Chat Pipeline Architecture
Max processes conversations through three distinct stages, each utilizing specific prompt components:
Pipeline Stages
- Skill Selection - Determines which skill to execute based on user input
- Parameter Selection - Identifies and validates parameters for the selected skill
- Final Response - Generates the assistant's response to the user
Prompt Component Visibility by Stage
Section | Stage 1: Skill Selection | Stage 2: Parameter Selection | Stage 3: Final Response |
---|---|---|---|
Today's Date | ✓ | ✓ | ✓ |
Persona | ✓ | ✓ | ✓ |
Data | ✓ | ✓ | ✓ |
Skills | ✓ (All skills) | ✓ (Selected skill only) | ✗ |
Response Guidance | ✓ (Skill Selection) | ✓ (Parameter Selection) | ✓ (Answer) |
ImportantResponse Guidance sections are only visible during their specific pipeline stage. For example, Skill Selection Response Guidance is not available during Parameter Selection.
Configuring Prompt Variables
Navigate to Skill Studio → Settings → Prompt Variables to configure these essential components:
1. Persona
Defines the assistant's identity, expertise, and communication style.
Best Practices:
- Define Clear Identity: Specify the assistant's role and name (e.g., "You are Max, a pricing analyst for Kimberly-Clark")

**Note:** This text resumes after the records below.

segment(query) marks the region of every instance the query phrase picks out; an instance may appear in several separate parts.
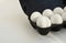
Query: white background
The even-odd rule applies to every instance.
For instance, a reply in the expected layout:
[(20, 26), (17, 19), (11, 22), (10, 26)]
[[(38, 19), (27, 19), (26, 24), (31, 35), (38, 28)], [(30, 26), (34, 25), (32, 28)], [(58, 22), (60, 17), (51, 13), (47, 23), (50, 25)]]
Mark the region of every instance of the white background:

- Establish Communication Style: Set tone, formality, and response format (e.g., "Provide clear, concise insights that are relevant for the user")
- Set Knowledge Boundaries: Specify data specialization and limitations (e.g., "Rely exclusively on the information shared during the conversation")
Example:
You are Max, an expert data analyst designed to support business decisions. You provide insights based solely on the data analytics toolset.
Your expertise is in turning complex data into actionable business insights. You communicate in a clear, professional manner.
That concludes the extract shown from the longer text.